When a woman first sees a doctor after discovering a lump, the doctor usually conducts a clinical breast examination. The doctor may palpate the area, and ask her a series of questions which would include her symptoms and family history. Did her sister or mother have breast cancer? Did anyone in the family pass away from cancer? The doctor would also look for other signs, like the change in the size of the breast or skin, discharge from the nipple or inversion of the nipple. If there appears to be a cause of concern, the doctor will recommend further tests such as a mammography, breast ultrasound or core needle biopsy.

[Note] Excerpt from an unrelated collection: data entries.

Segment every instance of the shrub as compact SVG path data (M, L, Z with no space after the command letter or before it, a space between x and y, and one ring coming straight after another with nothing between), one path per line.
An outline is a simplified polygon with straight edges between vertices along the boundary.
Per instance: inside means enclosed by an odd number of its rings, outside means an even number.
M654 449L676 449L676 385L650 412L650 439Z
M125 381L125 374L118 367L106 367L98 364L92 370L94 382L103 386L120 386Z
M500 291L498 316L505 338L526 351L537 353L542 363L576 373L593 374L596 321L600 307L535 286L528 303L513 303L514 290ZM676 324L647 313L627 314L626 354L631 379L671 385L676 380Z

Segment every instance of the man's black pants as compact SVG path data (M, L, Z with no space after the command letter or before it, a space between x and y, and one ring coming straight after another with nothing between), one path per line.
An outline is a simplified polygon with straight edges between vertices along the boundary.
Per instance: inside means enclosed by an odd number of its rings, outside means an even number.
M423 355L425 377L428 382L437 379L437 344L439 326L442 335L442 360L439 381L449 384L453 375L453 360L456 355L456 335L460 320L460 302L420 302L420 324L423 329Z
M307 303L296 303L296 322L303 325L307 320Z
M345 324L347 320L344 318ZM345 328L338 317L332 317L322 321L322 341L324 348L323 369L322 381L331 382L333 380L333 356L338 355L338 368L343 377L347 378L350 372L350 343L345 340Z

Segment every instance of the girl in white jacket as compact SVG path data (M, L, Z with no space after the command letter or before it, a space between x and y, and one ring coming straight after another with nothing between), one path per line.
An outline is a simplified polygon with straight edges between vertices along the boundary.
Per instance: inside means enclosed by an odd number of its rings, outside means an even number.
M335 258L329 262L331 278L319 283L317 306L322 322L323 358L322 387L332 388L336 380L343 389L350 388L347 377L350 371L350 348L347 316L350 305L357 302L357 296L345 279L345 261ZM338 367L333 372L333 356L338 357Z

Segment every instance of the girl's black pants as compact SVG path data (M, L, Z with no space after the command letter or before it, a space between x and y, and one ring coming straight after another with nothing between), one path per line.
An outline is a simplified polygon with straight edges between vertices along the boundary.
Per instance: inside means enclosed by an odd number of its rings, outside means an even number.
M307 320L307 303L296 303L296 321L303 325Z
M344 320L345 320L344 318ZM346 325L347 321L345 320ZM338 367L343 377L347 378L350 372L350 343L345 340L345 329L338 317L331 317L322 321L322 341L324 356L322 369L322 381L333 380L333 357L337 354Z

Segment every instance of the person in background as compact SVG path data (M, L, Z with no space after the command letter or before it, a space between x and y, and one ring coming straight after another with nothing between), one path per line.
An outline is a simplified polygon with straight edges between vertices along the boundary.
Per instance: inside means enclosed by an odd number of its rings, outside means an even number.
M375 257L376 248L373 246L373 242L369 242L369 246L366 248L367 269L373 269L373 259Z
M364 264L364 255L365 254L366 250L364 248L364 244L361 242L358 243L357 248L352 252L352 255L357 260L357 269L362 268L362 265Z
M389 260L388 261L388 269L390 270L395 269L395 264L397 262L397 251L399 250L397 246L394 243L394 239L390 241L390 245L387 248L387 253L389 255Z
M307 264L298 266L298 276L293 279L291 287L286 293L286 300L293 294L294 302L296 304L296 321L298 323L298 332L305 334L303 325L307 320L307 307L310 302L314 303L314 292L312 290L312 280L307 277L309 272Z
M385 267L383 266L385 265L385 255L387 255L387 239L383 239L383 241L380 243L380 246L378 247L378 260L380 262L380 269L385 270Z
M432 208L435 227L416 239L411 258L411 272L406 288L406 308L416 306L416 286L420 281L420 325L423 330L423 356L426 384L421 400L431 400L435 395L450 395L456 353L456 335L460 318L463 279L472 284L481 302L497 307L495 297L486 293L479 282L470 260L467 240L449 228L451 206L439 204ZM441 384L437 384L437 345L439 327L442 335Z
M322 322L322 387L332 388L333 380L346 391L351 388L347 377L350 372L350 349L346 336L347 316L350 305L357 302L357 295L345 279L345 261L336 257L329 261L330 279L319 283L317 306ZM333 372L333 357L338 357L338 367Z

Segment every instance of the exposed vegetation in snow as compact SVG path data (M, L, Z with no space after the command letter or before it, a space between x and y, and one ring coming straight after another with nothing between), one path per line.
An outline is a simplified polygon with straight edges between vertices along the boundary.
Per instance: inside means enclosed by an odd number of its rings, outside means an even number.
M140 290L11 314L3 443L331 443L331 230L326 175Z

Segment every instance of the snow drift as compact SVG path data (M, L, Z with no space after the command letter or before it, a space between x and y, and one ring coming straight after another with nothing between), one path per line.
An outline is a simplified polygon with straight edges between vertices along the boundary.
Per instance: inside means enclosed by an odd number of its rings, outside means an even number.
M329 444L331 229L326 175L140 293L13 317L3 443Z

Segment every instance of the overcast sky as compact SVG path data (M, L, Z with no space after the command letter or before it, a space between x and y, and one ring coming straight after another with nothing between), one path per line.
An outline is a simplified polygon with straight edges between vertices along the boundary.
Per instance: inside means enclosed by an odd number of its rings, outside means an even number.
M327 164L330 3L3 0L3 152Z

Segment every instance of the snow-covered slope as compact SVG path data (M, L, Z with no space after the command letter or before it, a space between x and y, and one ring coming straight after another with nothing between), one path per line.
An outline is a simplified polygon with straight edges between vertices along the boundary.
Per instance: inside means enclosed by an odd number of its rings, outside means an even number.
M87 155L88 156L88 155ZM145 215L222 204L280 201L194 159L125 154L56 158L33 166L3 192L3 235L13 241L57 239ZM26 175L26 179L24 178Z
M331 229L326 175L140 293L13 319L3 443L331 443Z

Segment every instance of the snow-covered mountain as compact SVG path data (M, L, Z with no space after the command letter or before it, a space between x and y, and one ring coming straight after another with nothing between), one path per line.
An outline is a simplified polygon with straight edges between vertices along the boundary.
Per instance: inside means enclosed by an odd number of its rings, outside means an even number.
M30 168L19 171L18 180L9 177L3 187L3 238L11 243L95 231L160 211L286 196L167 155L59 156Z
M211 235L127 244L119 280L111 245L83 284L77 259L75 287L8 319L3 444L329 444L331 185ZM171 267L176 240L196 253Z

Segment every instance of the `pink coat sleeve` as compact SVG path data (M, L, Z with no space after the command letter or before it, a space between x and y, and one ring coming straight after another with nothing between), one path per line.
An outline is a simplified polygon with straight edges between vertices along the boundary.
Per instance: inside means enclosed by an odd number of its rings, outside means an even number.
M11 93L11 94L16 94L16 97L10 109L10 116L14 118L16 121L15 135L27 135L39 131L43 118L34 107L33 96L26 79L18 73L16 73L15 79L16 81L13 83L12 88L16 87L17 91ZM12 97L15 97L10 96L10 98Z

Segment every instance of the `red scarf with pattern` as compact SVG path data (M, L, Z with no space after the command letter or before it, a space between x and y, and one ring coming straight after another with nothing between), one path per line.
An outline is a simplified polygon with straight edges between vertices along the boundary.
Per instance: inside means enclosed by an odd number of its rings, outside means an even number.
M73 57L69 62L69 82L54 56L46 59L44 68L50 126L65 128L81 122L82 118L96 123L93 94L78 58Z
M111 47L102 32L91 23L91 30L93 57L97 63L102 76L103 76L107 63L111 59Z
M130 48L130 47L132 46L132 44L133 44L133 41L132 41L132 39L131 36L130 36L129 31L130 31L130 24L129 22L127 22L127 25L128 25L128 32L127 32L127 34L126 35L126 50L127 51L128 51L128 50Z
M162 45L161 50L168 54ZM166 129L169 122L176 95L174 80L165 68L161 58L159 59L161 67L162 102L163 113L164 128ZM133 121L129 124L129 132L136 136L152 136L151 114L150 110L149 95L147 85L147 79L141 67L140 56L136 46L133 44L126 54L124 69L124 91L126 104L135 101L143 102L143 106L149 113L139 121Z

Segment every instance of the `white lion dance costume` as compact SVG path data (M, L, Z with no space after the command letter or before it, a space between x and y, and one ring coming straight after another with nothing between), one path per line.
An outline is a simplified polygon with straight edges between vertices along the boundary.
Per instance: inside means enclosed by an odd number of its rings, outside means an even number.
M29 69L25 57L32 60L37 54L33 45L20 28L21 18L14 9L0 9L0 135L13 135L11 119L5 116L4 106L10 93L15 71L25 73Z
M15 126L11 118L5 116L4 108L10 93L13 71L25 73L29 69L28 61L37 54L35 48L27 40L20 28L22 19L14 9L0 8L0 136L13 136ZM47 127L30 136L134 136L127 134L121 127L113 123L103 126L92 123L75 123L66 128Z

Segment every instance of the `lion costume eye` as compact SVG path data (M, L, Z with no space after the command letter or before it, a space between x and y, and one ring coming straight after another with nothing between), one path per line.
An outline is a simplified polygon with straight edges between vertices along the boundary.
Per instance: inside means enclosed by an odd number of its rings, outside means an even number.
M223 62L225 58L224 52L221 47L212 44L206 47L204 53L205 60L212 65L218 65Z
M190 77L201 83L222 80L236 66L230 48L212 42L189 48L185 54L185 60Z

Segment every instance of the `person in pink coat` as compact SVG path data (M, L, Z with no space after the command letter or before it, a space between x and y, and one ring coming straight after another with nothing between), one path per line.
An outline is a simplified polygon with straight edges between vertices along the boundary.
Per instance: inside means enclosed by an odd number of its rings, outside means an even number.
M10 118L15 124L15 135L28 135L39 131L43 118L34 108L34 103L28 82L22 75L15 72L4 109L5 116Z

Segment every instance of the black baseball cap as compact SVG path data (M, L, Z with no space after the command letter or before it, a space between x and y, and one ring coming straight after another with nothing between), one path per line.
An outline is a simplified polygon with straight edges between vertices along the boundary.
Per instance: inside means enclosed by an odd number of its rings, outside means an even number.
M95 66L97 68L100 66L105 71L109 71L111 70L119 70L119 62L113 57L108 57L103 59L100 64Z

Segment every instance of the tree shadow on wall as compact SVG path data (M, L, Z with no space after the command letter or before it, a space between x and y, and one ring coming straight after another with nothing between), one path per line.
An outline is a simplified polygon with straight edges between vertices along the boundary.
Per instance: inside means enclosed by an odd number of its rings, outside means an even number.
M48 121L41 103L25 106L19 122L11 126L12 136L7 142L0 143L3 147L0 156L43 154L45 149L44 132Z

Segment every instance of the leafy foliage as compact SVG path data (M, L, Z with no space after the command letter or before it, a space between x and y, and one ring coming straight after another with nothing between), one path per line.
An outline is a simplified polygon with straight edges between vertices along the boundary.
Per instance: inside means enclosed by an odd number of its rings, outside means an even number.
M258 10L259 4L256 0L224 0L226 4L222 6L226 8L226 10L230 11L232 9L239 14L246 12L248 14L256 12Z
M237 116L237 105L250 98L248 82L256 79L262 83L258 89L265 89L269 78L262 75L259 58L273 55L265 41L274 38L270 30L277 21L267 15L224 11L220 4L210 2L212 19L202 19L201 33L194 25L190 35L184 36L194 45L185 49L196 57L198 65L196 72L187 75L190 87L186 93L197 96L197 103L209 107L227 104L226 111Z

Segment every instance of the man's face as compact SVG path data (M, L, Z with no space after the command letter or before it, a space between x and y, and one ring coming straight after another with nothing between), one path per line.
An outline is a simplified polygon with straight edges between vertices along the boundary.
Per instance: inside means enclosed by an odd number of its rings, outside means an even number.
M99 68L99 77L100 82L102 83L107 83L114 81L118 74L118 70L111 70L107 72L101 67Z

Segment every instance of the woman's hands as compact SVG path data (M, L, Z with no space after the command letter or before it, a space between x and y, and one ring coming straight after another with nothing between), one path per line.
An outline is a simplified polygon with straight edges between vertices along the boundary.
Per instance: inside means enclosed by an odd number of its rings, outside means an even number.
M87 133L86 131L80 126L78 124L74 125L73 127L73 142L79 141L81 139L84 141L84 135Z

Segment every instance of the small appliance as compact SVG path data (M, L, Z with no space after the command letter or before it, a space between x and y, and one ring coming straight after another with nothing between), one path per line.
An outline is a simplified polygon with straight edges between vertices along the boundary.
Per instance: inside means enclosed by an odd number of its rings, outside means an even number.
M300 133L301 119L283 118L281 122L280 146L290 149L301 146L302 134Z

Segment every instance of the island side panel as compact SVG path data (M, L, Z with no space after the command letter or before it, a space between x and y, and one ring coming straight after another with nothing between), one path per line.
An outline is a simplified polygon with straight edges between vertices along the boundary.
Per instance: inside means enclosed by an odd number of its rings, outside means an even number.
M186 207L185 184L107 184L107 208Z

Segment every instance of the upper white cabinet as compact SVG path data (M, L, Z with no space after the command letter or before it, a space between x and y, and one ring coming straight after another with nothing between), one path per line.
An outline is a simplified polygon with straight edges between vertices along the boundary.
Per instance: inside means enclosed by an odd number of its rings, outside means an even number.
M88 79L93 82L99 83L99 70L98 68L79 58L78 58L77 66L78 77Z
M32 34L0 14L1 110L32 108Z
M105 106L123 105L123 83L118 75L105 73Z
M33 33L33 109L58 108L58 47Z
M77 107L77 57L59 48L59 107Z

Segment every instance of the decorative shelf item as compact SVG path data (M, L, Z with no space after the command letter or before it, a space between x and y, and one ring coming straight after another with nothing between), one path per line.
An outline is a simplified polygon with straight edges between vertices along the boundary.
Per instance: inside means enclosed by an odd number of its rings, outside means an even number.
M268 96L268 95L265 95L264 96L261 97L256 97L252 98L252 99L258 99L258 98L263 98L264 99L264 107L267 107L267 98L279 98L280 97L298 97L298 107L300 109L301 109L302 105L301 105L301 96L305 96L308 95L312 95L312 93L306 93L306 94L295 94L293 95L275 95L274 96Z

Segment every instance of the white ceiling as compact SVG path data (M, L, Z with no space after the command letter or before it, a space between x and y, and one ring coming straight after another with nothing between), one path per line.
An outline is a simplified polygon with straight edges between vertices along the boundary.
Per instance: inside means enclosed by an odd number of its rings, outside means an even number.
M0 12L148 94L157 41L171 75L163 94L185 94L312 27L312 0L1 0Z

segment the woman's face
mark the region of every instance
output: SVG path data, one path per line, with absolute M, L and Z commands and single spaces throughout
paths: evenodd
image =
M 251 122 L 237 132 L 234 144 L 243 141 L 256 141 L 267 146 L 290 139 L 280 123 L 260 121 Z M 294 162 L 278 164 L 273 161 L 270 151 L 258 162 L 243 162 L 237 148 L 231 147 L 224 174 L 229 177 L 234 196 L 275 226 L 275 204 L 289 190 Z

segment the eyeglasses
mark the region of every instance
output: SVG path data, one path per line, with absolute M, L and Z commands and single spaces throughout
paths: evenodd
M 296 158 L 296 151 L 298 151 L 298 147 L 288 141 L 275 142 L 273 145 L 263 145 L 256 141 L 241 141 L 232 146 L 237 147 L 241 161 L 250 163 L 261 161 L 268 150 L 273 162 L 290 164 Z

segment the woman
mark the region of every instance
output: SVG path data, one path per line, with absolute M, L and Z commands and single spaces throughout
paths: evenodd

Depending on the stage of the cancer, its size and location, one’s breast surgeon may suggest a lumpectomy (a wide excision to remove the cancerous mass together with a rim of normal breast tissue or mastectomy (removal of the whole breast). This may be followed by chemotherapy, radiotherapy, hormonal treatment or target therapy, depending on the character of the tumour. Preserving the body image after surgery is an issue to consider when deciding on treatment, but survival should be the utmost concern of every patient. “There are four stages of breast cancer, and also a pre-invasive stage known as ductal carcinoma-in-situ,” explains Dr Tan. The stage is usually determined based on:  the size of the tumour  the extent to which the axillary lymph nodes are affected  whether the cancer has spread to other organs like the liver, lungs and bones.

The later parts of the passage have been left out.